The work in question was first documented in 1832 by Nibby, who saw it in the Egyptian Room, together with the other Sphinx. In the view of this scholar, both sculptures were modern (p. 120). For his part, Venturi proposed that the sculpture was an imitation of the ancient Sphinx, perhaps executed on the basis of a drawing by Luigi Canina (1893, p. 44). His theory was later accepted by both De Rinaldis (1948, p. 30) and Della Pergola (1951, p. 20). Although this hypothesis is not supported by any documentation, it was also deemed probable by Faldi, who maintained that its execution was made necessary by the desire to rearrange the room following the sale to Napoleon of most of the works that it had contained (1954, p. 44). Faldi further argued that Canina was chosen to make the drawing for the sculpture because of his great familiarity with Egyptian art, which can be seen in several details, such as the nemes and the Uraeus. The architect from Piedmont had already given proof of his expertise in the project for the interior propyla in Villa Borghese in 1827.

Sonja Felici

  • A. Nibby, Monumenti scelti della Villa Borghese, Roma 1832, p. 120.

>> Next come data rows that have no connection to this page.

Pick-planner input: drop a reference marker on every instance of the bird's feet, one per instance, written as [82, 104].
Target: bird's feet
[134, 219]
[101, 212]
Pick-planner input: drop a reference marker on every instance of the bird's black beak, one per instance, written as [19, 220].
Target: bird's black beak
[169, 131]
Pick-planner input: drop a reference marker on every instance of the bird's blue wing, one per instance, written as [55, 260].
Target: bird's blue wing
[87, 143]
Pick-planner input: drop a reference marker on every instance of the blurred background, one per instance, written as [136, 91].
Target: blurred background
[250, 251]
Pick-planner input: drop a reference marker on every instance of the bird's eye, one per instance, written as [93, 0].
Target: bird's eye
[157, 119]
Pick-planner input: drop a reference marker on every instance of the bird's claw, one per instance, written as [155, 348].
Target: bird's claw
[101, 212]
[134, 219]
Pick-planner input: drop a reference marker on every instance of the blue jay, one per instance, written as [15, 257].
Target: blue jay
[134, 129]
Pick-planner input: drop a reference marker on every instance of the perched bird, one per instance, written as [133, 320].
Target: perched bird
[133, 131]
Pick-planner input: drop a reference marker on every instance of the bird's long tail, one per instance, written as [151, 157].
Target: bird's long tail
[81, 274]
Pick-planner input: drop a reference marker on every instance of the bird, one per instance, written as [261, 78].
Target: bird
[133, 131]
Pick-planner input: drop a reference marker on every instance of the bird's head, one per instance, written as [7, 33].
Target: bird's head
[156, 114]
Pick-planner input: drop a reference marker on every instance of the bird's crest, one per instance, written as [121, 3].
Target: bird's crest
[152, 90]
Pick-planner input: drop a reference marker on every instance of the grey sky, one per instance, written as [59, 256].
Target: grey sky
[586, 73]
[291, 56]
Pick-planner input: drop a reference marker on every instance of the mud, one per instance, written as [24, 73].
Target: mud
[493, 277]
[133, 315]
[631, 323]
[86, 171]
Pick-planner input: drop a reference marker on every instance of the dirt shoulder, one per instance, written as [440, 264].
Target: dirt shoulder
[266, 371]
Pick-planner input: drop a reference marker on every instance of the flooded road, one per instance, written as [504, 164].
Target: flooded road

  • A. Nibby, Roma nell’anno MDCCCXXXVIII. Parte seconda moderna, Roma 1841, p. 923.
  • Beschreibung der Stadt Rom, a cura di E.Z. Platner, III, 3, Stuttgart-Tübingen 1842, p. 255.
  • Indicazione delle opere antiche di scultura esistenti nel primo piano del Palazzo della Villa Borghese, Roma 1854 (1873), I, p. 27.
  • A. Venturi, Il Museo e la Galleria Borghese, Roma 1893, p. 44.
  • A. De Rinaldis, La R. Galleria Borghese in Roma, Roma 1935, p. 15.
  • A. De Rinaldis, Catalogo della Galleria Borghese in Roma, Roma 1948, p. 30.
  • P. Della Pergola, La galleria Borghese in Roma, Roma 1951, p. 20.
  • I. Werner Oechslin, Canina, Luigi, in Dizionario Biografico degli Italiani, vol. 18, 1975, pp. 96-101.
  • I. Faldi, Galleria Borghese. Le sculture dal sec. XVI al XIX, Roma 1954, pp.44-45, cat. 43.
  • P. Moreno, C. Stefani, Galleria Borghese, Milano 2000, p. 175, fig. 7.
  • Scheda di catalogo 12/01008616, Castiglioni F., 1980; aggiornamento Felici S. 2020.